In momenti difficili come quelli che stiamo vivendo, anche una giornata come questa dell’otto marzo rischia di trasformarsi nella sagra dell’ovvio e della retorica. Tuttavia fermarsi per un attimo e riflettere può essere importante. Assegnare la nostra personale, simbolica mimosa, può aiutarci a guardare alcuni temi in una prospettiva diversa, ma con la consapevolezza che certe questioni saranno ancora sul tavolo domani e nei giorni a venire.

Una mimosa va sicuramente alla Terra, che proprio come una madre continua a stringerci come figli in grembo, a nutrirci nonostante le nostre offese. A dispetto degli irresponsabili comportamenti che minano i suoi antichi equilibri e provocano le catastrofi naturali di cui siamo allo stesso tempo protagonisti e testimoni.

Un’altra mimosa va a quelle donne che nei paesi del Nordafrica e del Medio Oriente, come mai è accaduto in passato, scendono in piazza sfidando antichi retaggi culturali e religiosi, per rivendicare la loro dignità, reclamare più libertà, esigere rispetto. Ma anche alle donne italiane, a quelle che non si rassegnano a vivere in un Paese dominato dal modello femminile imposto dal berlusconismo. A quelle scese in piazza per gridare “Se non ora quando?”. A quelle che, per mille altre ragioni, oggi stanno manifestando in tutte le città della penisola.

Una mimosa va a quelle donne che con il loro coraggio, la loro ostinata perseveranza, tra difficoltà spesso apparentemente insormontabili, chiedono semplicemente giustizia. A donne come Ilaria Cucchi, che ha portato all’attenzione dei media gli agghiaccianti retroscena della morte del fratello Stefano, avvenuta in carcere nel 2008. A Patrizia Moretti, mamma di Federico Aldrovandi, il diciottenne deceduto nel 2005 dopo essere stato fermato e selvaggiamente picchiato da quattro agenti. A Lucia, sorella di Giuseppe Uva, fermato il 14 giugno 2008 dai carabinieri della caserma di via Saffi, a Varese, che ha rivisto il fratello morto e in condizioni terribili, nel reparto psichiatrico dell'ospedale dove era stato portato quattro ore dopo il fermo.

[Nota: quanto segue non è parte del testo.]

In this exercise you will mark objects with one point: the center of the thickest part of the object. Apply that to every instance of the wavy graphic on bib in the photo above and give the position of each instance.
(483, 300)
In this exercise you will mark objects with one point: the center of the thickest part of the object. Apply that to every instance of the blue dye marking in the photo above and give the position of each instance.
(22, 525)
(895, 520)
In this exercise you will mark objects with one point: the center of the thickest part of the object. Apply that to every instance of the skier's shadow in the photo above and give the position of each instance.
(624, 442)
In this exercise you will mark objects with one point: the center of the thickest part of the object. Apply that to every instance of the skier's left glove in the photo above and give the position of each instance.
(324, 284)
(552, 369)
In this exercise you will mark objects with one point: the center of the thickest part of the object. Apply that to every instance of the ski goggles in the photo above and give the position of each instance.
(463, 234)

Una mimosa, infine, alle donne di ‘tutti i giorni’. Quelle che lavorano in casa o fuori, più spesso in casa e fuori. Che accudiscono figli e non di rado anche mariti, compagni e genitori. Che faticosamente fanno quadrare i bilanci familiari. Che raramente ricevono un “grazie”. Donne che nonostante tutto vanno avanti e spesso vincono. Donne che non gridano, ma si fanno sentire. Questa mimosa è per voi.